7. Discorra sobre as concausas absolutamente independentes e as concausas


relativamente independentes. (máximo de 30 linhas)

Resposta:

Nas concausas absolutamente independentes, a causa efetiva do resultado não se


origina, direta ou indiretamente, do comportamento concorrente. Veja, que a
causa absolutamente independente não tem qualquer relação com a outra causa.
A causa absolutamente independente pode ser preexistente.

Exemplo: Maria decide matar o marido. Para tanto, decide fazer uma sopa e
colocar veneno. O marido toma a sopa. No momento em que o marido está
assistindo televisão, o veneno começa a fazer efeito quando entra um indivíduo na
residência e atira no marido de Maria. O bandido vai embora. Posteriormente,
constata-se que o marido de Maria morreu em razão do veneno, e não em razão
dos disparos. Também pode ser concomitante. Exemplo: O bandido entra na casa e
efetua um disparo contra João, marido de Maria. No mesmo instante, cai um lustre
na cabeça de João. E por fim, superveniente. Exemplo: Maria decide matar o
marido. Para tanto, decide fazer uma sopa e colocar veneno. O marido toma a
sopa. No momento em que o marido está assistindo televisão, e antes de o veneno
começar a fazer efeito, entra um indivíduo na residência e mata o marido de Maria.
O marido vem a óbito por motivo dos disparos, e não pelo motivo do veneno.
Maria responderá por tentativa de homicídio, eis que, quando ela ministrou o
veneno, o objeto material (marido) tinha vida, não havendo que se falar em crime
impossível. Veja, ela não conseguiu matar o marido por circunstâncias alheias à sua
vontade.

A conclusão é de que, no caso de concausas absolutamente independentes, não


importa a espécie, o comportamento paralelo será punível como se fosse tentado.
Mas o outro que efetivamente causar o resultado, responderá pelo resultado, salvo
no caso do lustre, que não haverá crime.

As concausas também poderão ser relativamente independentes, hipótese em que


haverá uma conjugação de causas que irão levar ao resultado final. As concausas,
nesta situação, se fossem analisadas individualmente consideradas, não levariam
ao resultado final. Todavia, se conjugarmos as duas causas, será plenamente
possível o resultado.

As concausas relativamente independentes poderão ser preexistentes.

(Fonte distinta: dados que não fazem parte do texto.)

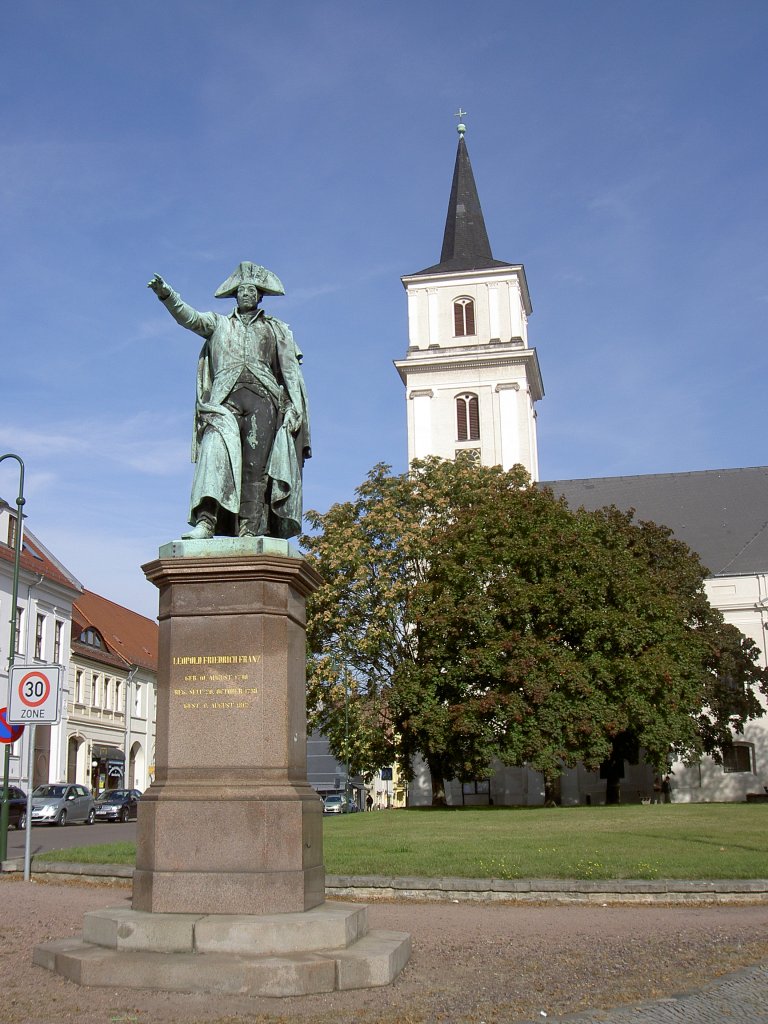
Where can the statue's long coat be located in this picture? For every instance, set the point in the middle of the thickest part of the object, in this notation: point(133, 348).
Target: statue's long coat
point(227, 350)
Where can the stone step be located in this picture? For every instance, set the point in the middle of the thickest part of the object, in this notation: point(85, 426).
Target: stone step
point(374, 960)
point(331, 926)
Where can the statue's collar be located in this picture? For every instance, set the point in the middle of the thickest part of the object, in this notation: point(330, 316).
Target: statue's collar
point(249, 317)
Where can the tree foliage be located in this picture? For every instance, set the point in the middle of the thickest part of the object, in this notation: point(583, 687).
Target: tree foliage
point(468, 615)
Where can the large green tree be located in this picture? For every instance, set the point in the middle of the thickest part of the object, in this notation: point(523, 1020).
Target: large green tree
point(468, 615)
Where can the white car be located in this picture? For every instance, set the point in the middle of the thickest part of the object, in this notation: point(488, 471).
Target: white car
point(59, 803)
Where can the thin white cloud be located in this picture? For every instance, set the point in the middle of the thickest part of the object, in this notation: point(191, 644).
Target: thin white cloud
point(145, 443)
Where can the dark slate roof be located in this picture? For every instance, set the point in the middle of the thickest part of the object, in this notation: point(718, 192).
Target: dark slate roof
point(720, 513)
point(465, 242)
point(36, 558)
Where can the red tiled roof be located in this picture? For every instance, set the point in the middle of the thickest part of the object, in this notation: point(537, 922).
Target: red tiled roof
point(35, 559)
point(130, 637)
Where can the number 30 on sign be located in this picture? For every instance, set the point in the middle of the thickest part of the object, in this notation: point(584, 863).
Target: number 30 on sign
point(35, 693)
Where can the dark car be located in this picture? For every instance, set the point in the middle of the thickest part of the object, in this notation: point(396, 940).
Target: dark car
point(16, 807)
point(118, 805)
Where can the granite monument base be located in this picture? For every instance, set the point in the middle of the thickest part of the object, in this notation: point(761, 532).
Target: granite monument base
point(316, 951)
point(230, 824)
point(228, 891)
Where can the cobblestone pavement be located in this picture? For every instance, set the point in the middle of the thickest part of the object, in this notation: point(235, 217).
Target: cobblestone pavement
point(741, 996)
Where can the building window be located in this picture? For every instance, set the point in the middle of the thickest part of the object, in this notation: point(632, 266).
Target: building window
point(57, 631)
point(91, 638)
point(464, 317)
point(39, 628)
point(738, 758)
point(17, 640)
point(467, 418)
point(472, 455)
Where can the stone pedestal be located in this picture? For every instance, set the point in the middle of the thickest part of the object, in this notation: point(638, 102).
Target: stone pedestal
point(230, 824)
point(228, 891)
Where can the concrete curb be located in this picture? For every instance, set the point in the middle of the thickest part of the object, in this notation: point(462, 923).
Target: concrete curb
point(374, 887)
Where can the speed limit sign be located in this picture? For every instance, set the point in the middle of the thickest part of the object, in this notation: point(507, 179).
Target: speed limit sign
point(35, 694)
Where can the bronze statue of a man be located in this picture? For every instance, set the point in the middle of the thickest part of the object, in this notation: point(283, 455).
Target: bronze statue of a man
point(251, 419)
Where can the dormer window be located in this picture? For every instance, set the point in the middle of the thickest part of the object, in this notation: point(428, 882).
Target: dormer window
point(464, 317)
point(91, 638)
point(467, 418)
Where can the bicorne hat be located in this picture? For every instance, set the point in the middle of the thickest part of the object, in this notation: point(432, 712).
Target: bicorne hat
point(251, 273)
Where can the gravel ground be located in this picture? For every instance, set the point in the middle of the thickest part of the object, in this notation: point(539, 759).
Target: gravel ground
point(478, 964)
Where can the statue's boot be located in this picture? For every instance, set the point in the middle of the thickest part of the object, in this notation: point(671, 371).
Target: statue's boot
point(204, 528)
point(253, 513)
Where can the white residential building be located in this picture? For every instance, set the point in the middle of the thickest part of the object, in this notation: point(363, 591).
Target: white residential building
point(109, 655)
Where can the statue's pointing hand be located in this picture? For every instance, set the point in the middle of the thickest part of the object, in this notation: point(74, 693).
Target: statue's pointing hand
point(292, 419)
point(159, 287)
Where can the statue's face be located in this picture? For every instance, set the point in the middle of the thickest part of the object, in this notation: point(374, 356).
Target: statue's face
point(248, 297)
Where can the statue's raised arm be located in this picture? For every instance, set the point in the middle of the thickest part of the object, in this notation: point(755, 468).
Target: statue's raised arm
point(251, 419)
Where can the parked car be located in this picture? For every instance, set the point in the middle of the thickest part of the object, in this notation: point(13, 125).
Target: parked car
point(118, 805)
point(59, 803)
point(16, 807)
point(338, 804)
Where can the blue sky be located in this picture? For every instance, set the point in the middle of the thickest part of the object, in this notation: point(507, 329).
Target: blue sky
point(620, 152)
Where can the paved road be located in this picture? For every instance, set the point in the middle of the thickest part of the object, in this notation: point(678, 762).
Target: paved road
point(46, 838)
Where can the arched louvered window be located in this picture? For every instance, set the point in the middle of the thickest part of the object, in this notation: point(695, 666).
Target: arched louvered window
point(467, 418)
point(464, 317)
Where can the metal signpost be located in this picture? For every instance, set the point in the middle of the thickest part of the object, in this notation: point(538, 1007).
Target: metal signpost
point(35, 696)
point(12, 650)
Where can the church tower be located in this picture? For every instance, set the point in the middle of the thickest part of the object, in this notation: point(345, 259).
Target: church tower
point(471, 381)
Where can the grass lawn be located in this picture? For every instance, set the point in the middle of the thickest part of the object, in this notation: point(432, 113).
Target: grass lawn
point(671, 841)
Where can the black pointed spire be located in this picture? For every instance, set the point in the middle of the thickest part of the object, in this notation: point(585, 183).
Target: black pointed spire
point(465, 241)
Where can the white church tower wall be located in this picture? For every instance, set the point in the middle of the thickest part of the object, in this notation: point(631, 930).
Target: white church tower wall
point(471, 380)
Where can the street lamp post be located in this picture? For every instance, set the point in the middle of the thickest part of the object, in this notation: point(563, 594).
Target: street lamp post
point(4, 809)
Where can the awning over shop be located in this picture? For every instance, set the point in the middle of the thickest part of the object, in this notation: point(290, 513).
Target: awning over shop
point(101, 753)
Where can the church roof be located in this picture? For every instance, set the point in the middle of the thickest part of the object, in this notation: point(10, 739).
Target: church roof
point(720, 513)
point(465, 241)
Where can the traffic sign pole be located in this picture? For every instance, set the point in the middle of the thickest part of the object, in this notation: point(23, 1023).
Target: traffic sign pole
point(4, 809)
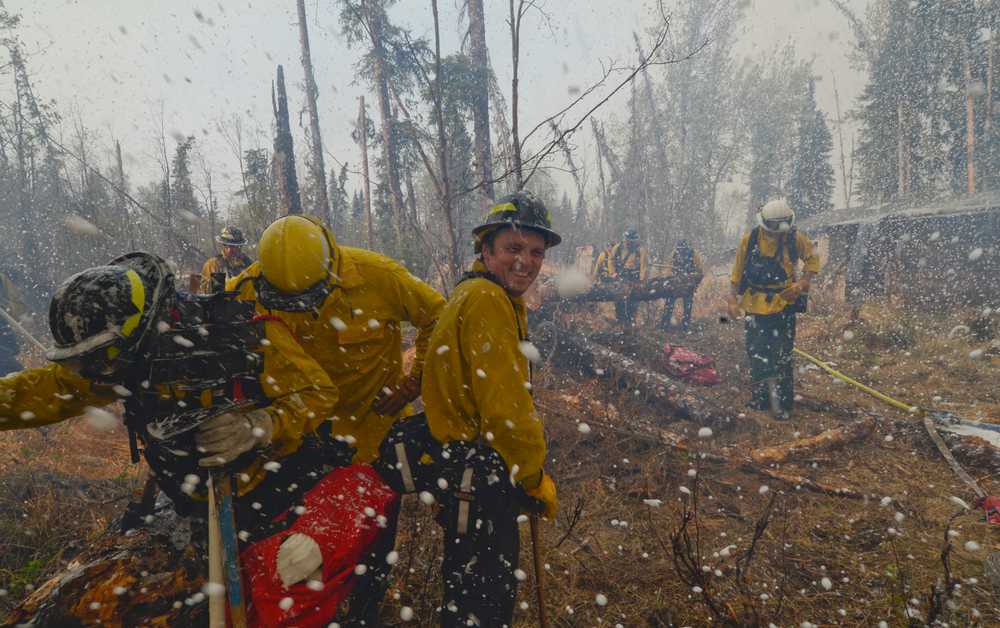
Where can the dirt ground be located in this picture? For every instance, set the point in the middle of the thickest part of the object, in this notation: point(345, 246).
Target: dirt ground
point(850, 536)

A causa


efetiva é anterior à causa concorrente. João é portador de hemofilia. José deseja
matar João e, por saber que ele é hemofílico, dá uma facada na vítima.
Posteriormente, é constatado que João não teria sido morto por conta da facada,
que foi no braço, porém, em razão da hemofilia, a vítima morreu. Neste caso, José
responderá por homicídio consumado. Na concomitante, a causa efetiva ocorre
simultaneamente à outra causa. Neste caso, João, com intenção de matar José,
efetua um disparo contra a vítima. No entanto, João não atinge José, mas, por ter
90 anos, morre de infarto com o susto causado pela atitude do agente. João
responderá pelo homicídio consumado.

No caso de causa superveniente relativamente independente, a causa efetiva do


resultado ocorre após a causa concorrente.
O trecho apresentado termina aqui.